As of yesterday (April 21, 2026), the resolution passed out of the House Revenue & Finance Committee (13–7) and has been read a second time, where it now sits on the House calendar for short debate. A hearing is also scheduled, signaling that leadership is at least willing to keep the proposal in play.
Substantively, the measure remains straightforward. It would amend the Illinois Constitution to impose an additional 3% tax on the portion of an individual’s income exceeding $1 million. It is said that the revenue would be split evenly between property tax relief and per pupil funding for school districts.
Because this is a constitutional amendment, it cannot take effect unless approved by voters at a general election. Reports indicate though that it may stall in the Senate.
A Familiar Path After the Graduated Tax Failure
This proposal is best understood as a narrower version of Illinois’ prior attempt to restructure its income tax system. In 2020, voters rejected a constitutional amendment that would have replaced the flat tax with a graduated rate structure. The general rule is that to pass, 60% of voters must vote in favor. In 2020, it received less than 47%.
The more complex rule is that an Illinois Constitutional Amendment that is placed on the ballot by the General Assembly or by Petitions gets approved by voters in one of two ways. First, by receiving 60% of the votes cast on the Amendment. Or, by receiving 50% a majority of total votes in the election.
Here, lawmakers are taking a different approach. Rather than rewriting the entire system, the amendment keeps the flat tax intact but layers on a targeted surtax for high-income earners. That is likely not accidental. The earlier failure suggests broad structural change is a difficult sell; targeted increases tied to specific uses: property tax relief and education, may be more politically viable.
But the core dynamic is unchanged. Like the 2020 measure, this proposal ultimately turns on voter approval, and it will likely be framed the same way: fairness, tax burden allocation, and trust in how the State will use the revenue.

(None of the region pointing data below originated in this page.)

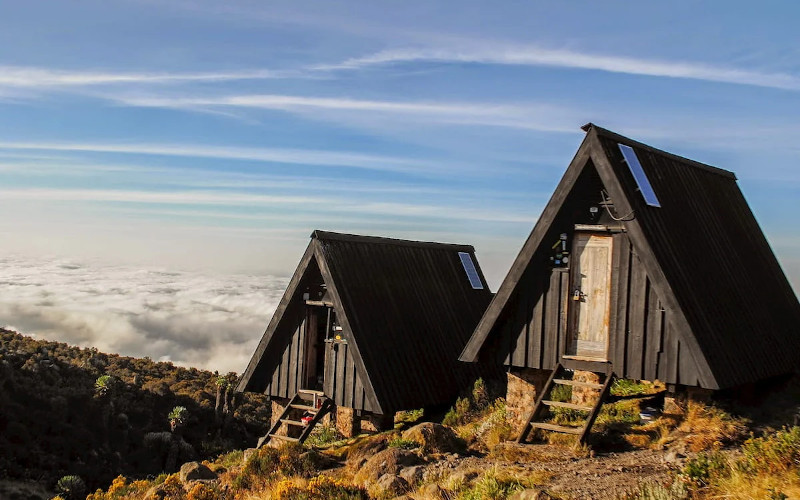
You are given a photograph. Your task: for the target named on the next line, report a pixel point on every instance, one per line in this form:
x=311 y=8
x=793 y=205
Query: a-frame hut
x=646 y=265
x=369 y=326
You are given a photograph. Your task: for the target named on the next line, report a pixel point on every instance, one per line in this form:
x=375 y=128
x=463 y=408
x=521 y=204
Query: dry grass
x=711 y=428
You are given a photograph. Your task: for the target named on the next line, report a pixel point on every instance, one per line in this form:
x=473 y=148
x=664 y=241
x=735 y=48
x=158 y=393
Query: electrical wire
x=605 y=204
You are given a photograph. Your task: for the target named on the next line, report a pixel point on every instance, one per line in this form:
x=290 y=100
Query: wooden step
x=311 y=391
x=303 y=407
x=284 y=438
x=556 y=428
x=571 y=406
x=296 y=423
x=577 y=383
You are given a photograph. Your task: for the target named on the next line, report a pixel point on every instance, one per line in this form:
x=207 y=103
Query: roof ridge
x=630 y=142
x=381 y=240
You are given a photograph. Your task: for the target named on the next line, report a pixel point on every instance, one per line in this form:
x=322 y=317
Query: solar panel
x=469 y=268
x=638 y=173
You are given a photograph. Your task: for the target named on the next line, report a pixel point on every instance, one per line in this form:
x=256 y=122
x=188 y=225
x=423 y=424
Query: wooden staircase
x=305 y=402
x=560 y=376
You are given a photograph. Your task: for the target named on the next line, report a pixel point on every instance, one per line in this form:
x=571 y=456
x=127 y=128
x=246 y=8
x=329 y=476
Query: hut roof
x=407 y=309
x=705 y=252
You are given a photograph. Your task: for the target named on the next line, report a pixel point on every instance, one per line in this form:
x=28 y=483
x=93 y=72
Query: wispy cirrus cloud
x=191 y=318
x=529 y=116
x=531 y=55
x=35 y=77
x=343 y=205
x=271 y=155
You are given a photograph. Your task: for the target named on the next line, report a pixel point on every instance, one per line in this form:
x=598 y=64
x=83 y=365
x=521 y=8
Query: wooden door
x=590 y=295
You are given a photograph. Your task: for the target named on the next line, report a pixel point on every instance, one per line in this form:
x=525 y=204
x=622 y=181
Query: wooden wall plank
x=619 y=304
x=563 y=304
x=301 y=354
x=341 y=374
x=293 y=361
x=536 y=332
x=350 y=376
x=653 y=342
x=552 y=321
x=359 y=394
x=636 y=319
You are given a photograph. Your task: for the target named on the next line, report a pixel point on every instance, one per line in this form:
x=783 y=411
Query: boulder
x=461 y=478
x=389 y=461
x=319 y=460
x=432 y=491
x=389 y=486
x=530 y=494
x=363 y=449
x=435 y=438
x=194 y=471
x=413 y=475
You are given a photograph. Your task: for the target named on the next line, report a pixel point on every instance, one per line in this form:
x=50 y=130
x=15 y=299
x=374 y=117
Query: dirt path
x=557 y=470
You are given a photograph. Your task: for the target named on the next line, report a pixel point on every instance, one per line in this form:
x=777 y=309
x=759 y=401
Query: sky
x=180 y=152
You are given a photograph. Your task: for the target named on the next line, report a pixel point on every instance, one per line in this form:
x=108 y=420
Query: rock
x=249 y=452
x=459 y=479
x=435 y=438
x=530 y=494
x=413 y=475
x=432 y=491
x=320 y=460
x=388 y=486
x=673 y=456
x=389 y=461
x=359 y=453
x=193 y=471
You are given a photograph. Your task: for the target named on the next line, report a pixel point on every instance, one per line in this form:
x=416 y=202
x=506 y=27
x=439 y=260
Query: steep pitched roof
x=705 y=251
x=407 y=309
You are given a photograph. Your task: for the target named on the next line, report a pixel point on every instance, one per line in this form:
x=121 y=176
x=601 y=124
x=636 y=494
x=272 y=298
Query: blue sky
x=218 y=135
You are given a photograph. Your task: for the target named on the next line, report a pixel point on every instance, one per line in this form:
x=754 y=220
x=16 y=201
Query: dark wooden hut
x=647 y=265
x=373 y=325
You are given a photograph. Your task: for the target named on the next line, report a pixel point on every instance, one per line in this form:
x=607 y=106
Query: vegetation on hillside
x=67 y=411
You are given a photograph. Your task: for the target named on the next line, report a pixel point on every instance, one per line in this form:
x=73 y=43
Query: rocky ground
x=437 y=471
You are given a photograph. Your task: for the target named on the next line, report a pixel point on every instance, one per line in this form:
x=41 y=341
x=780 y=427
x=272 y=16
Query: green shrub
x=71 y=487
x=403 y=444
x=490 y=487
x=231 y=459
x=649 y=491
x=561 y=393
x=480 y=395
x=268 y=463
x=323 y=435
x=702 y=469
x=627 y=387
x=778 y=452
x=104 y=385
x=458 y=414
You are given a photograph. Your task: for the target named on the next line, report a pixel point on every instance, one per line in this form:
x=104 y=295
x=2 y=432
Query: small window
x=469 y=268
x=638 y=174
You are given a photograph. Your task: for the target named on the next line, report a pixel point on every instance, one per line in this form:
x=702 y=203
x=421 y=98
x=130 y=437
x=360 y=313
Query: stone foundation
x=278 y=405
x=523 y=387
x=585 y=396
x=376 y=423
x=677 y=398
x=347 y=423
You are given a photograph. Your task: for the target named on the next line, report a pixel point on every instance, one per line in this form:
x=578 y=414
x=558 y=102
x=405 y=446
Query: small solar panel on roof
x=469 y=268
x=638 y=174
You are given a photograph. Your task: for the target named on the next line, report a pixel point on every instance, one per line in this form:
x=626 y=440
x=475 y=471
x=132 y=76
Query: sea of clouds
x=196 y=319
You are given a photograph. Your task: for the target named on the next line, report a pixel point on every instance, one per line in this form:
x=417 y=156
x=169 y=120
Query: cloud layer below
x=191 y=319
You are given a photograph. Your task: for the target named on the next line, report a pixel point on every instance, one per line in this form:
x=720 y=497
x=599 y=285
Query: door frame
x=570 y=348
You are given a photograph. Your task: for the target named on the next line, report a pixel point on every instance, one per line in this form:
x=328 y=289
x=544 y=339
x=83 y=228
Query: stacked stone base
x=521 y=392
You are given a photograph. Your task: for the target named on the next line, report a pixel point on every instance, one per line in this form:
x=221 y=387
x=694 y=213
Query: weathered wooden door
x=590 y=295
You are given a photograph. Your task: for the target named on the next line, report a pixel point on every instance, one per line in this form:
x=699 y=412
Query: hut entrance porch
x=321 y=321
x=590 y=296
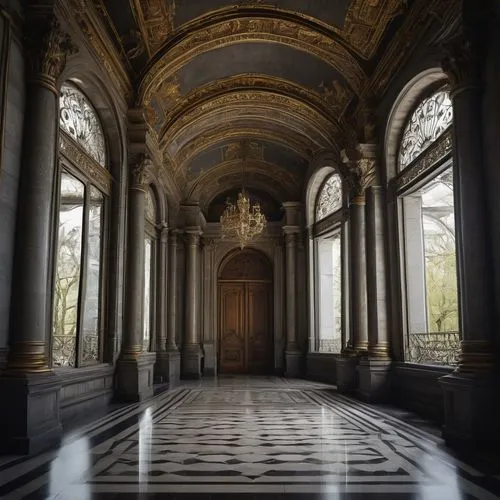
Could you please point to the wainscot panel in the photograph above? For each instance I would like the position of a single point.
(416, 388)
(85, 390)
(322, 367)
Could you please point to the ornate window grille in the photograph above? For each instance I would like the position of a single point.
(328, 267)
(424, 187)
(330, 197)
(428, 122)
(79, 120)
(85, 183)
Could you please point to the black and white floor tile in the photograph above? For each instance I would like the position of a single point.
(260, 437)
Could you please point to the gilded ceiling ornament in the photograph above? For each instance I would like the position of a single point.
(204, 140)
(243, 150)
(47, 49)
(251, 81)
(142, 174)
(366, 22)
(133, 44)
(209, 181)
(199, 40)
(273, 105)
(98, 42)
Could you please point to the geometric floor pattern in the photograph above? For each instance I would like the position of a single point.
(260, 437)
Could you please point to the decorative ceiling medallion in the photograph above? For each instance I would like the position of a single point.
(251, 29)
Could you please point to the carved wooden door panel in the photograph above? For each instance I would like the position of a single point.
(232, 328)
(259, 329)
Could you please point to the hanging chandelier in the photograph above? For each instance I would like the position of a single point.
(242, 220)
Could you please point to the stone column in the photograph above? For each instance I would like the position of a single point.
(361, 166)
(135, 367)
(291, 229)
(30, 416)
(470, 392)
(374, 369)
(162, 366)
(191, 352)
(170, 357)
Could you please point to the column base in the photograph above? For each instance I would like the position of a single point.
(168, 367)
(30, 419)
(135, 378)
(294, 361)
(347, 373)
(471, 410)
(191, 362)
(373, 376)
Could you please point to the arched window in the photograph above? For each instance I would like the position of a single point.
(84, 187)
(150, 252)
(328, 266)
(425, 200)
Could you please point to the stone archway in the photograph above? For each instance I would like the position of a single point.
(246, 338)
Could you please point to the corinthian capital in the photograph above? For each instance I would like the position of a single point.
(462, 65)
(362, 173)
(47, 47)
(142, 174)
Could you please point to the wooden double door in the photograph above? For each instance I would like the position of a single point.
(245, 327)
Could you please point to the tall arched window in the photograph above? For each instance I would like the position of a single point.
(84, 187)
(150, 253)
(425, 195)
(328, 265)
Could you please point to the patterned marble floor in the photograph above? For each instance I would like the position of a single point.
(248, 437)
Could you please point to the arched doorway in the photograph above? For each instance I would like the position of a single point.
(245, 314)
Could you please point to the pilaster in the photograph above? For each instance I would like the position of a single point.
(294, 357)
(360, 163)
(135, 368)
(191, 351)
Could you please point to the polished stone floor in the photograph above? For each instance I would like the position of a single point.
(245, 438)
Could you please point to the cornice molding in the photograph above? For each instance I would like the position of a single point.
(98, 42)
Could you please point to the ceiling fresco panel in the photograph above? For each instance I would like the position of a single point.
(277, 61)
(331, 12)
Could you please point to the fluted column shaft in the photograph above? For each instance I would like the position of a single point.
(162, 276)
(376, 279)
(475, 279)
(291, 235)
(359, 309)
(47, 47)
(172, 293)
(133, 317)
(192, 286)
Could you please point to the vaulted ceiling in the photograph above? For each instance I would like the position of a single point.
(250, 88)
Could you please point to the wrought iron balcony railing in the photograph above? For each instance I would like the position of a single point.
(433, 348)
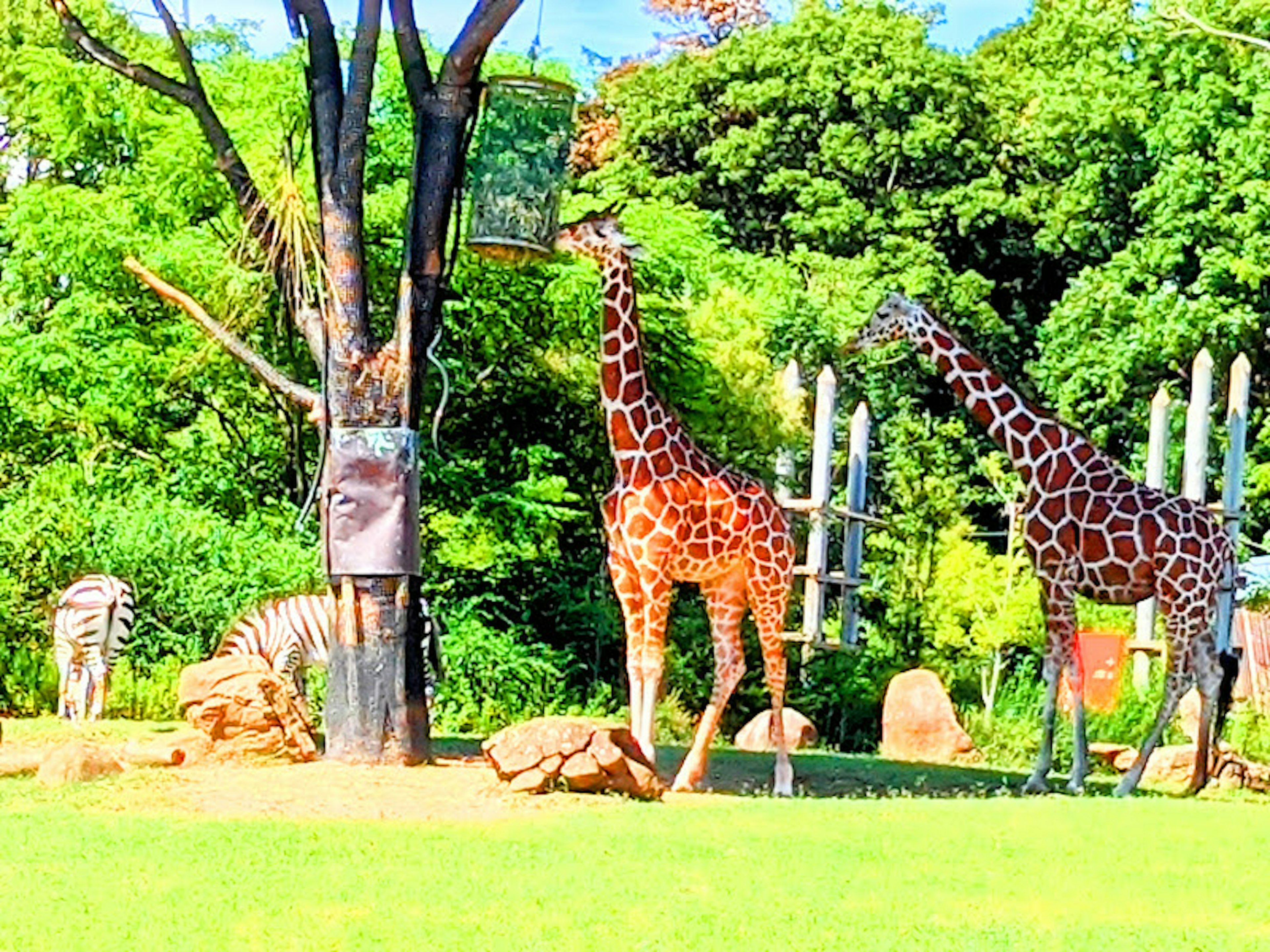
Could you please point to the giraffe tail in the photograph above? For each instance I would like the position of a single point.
(1230, 660)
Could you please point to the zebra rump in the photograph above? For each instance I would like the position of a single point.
(92, 624)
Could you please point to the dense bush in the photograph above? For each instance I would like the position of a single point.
(1084, 197)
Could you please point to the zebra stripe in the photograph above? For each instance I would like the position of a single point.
(290, 635)
(92, 625)
(293, 634)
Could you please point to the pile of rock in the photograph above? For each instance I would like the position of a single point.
(919, 722)
(243, 707)
(757, 735)
(576, 753)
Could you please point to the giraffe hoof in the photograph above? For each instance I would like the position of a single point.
(685, 782)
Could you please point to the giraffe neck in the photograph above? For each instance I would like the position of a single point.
(632, 411)
(1015, 426)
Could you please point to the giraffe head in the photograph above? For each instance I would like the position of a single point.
(896, 319)
(599, 239)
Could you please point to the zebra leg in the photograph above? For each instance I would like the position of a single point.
(96, 667)
(64, 683)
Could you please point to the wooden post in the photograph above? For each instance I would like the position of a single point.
(792, 381)
(1196, 459)
(1158, 454)
(854, 530)
(818, 537)
(1232, 491)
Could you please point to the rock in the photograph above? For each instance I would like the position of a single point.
(532, 781)
(588, 756)
(919, 723)
(1124, 760)
(244, 709)
(1111, 753)
(77, 762)
(582, 774)
(1174, 763)
(757, 735)
(1188, 715)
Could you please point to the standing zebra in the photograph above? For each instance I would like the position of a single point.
(92, 624)
(293, 634)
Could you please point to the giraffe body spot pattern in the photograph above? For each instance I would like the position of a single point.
(1091, 530)
(675, 515)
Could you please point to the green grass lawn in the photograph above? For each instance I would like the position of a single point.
(884, 869)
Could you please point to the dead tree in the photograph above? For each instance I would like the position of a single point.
(371, 405)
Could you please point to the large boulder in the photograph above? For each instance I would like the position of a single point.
(243, 707)
(78, 762)
(757, 735)
(577, 753)
(919, 723)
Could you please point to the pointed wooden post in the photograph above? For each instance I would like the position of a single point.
(1196, 457)
(792, 382)
(818, 539)
(1158, 454)
(854, 531)
(1232, 491)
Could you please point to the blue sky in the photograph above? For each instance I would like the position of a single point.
(613, 28)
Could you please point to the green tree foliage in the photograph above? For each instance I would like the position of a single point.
(1082, 197)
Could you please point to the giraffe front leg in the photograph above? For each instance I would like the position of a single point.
(625, 578)
(726, 603)
(1058, 600)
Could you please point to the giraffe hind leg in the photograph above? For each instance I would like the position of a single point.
(726, 603)
(1179, 676)
(1058, 598)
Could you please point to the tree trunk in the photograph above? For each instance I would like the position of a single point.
(376, 689)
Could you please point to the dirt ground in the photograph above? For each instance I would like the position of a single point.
(458, 786)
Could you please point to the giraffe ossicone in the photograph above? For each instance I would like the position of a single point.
(675, 515)
(1091, 530)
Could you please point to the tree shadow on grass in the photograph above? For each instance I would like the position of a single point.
(824, 774)
(831, 775)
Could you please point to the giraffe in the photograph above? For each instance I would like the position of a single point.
(675, 515)
(1091, 530)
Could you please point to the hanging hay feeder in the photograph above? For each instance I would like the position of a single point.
(519, 168)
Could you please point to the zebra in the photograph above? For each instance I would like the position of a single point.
(294, 634)
(92, 624)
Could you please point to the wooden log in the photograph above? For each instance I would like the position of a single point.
(153, 754)
(1158, 452)
(18, 762)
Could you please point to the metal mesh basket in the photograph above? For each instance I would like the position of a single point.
(519, 167)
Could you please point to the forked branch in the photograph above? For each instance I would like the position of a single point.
(191, 96)
(1180, 15)
(272, 376)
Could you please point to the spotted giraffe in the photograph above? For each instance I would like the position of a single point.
(1093, 530)
(675, 515)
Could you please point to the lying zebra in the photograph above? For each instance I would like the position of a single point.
(294, 634)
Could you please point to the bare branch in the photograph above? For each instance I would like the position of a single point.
(113, 60)
(483, 24)
(325, 89)
(189, 95)
(262, 369)
(414, 63)
(1184, 16)
(357, 103)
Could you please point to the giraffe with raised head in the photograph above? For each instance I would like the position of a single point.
(1091, 530)
(675, 515)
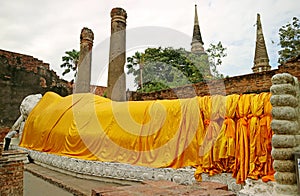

Mark Denzler’s Testimony to the House Committee
Mark Denzler, President & CEO of the Illinois Manufacturers’ Association, testified yesterday in opposition to the proposed 3% surtax on income over $1 million, joining the Taxpayers’ Federation of Illinois and NFIB.
His core argument is that the proposal is framed as targeting high earners, but in practice would fall heavily on pass-through businesses. He estimates roughly 22,000 small and mid-sized businesses (primarily S corporations and LLCs) would be affected, with less capital available for reinvestment.
Denzler also emphasized a mismatch in the proposal’s design: while businesses would bear increased income tax liability, the promised property tax relief appears limited to residential taxpayers. This would leave employers, who already face high property tax burdens, with no relief.
Because the Constitution maintains a fixed ratio between individual and corporate income tax rates, Denzler explained, increasing the individual rate could create pressure (or justification) to raise the corporate rate as well.
Finally, he questioned the reliability of the revenue allocation, noting the absence of a true “lockbox” to ensure funds are used exclusively for property tax relief and education, raising the risk of future reallocation.
Denzler closed by pointing to the prior failure of the graduated income tax amendment and urging lawmakers to reject another constitutional tax increase, particularly in the current cost environment.
Where This Leaves Things
At this stage, nothing changes for taxpayers. But the bill’s movement out of committee and onto the House calendar is a signal: Illinois is again testing the limits of its constitutional flat tax framework — this time through a more incremental, carve-out approach rather than wholesale reform.
If it advances further, the real decision will once again be made at the ballot box.